A brief exchange of angry Anatara followed while Tani and Maigan each took the model in their hands and dismissed the other’s foolish ideas. I enjoyed watching them mirror each other’s gestures and condescending looks.

“Who won then?” I asked as they finished. Tani took a moment to come up with her answer.
“We go to Bee and we will see Anaya is more big than this!”
“It looks about right to me. Goodness, you can even see the glimmer on the Aykataliya river.”
“Everything is on purpose by Azu.” Tani grumped. “She knows.”
“Marie.” Said Maigan quietly, as she tapped me on the elbow to take me away from Tani. I felt a gentle sway as she moved me up with her, little Andala in her other hand, toward Kai where it belonged.
“Kariala?” I asked, pointing to Andala’s nearest little sister moon.
Maigan nodded, careful with Andala in her fingers as she righted the world.
“And over there is “Sankarala?”
“Mmm.” She smiled, expecting we should know as much about the neighbourhood.
“But where is Jaramala?” I said, shrugging my shoulders to emphasise the question.
Without looking up, she waved off in Kai’s direction. Sure enough, just behind its rings, I saw the smallest of Kai’s four moons, and more or less as slight as it looks in Andala’s sky.
“How on Earth did you make those rings, I wonder?”
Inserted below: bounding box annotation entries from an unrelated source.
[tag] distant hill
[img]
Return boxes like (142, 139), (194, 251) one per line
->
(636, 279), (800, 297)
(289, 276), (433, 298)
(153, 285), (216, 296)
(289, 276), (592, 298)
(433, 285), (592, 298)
Once she put Andala back in its right place, Maigan pulled me right beside her to see what she was getting at. She traced the line between night and day on her model, the terminator, a good while from us in bright Zuba, where she pointed next. Indeed, she’d got the alignment perfect. Close to Andala’s orb, everything out in space looked quite as it did in reality. But one thing wasn’t there. She pulled us back away from Andala, and went a sixth of the way around Kai. I could tell by how the moons changed. Then, where there was nothing in the air between us whatsoever, she pointed an emphatic finger.

“Zancra.” She said, with a provocative look on her face, like I was meant to be surprised.
“What? I don’t see anything. What’s Zancra, Tani?”
“Azutara.” Shrugged our Ana assistant, a good way below. “Not any thing sense able.”
“Look where you are, Marie.” Said Mina, down there with her. “Would you say that she could be pointing to…”
“L5?”
“Proteus!”

Right enough, she was. From where I stood, Andala looked the same enticing orb as when we first arrived, desperate for a place to save ourselves. I stared at it, reliving the memory for a moment. The blue circle that got ever bigger until we touched down. Our ship, we left behind out here right where she pointed. Out where the balance between Andala’s gravity and Kai’s would keep it safe. Maigan was quite right, of course.

“Proteus.” She said.
“Yes. Proteus.” I pointed to the same invisible dot, between our heads. “Our ship. We call it Proteus.”
“But how did she see it from this distance?” Mina called from over there, where Andala itself was but a toy.
“Wouldn’t I just love to know.” I said, looking into Maigan’s glowing eyes.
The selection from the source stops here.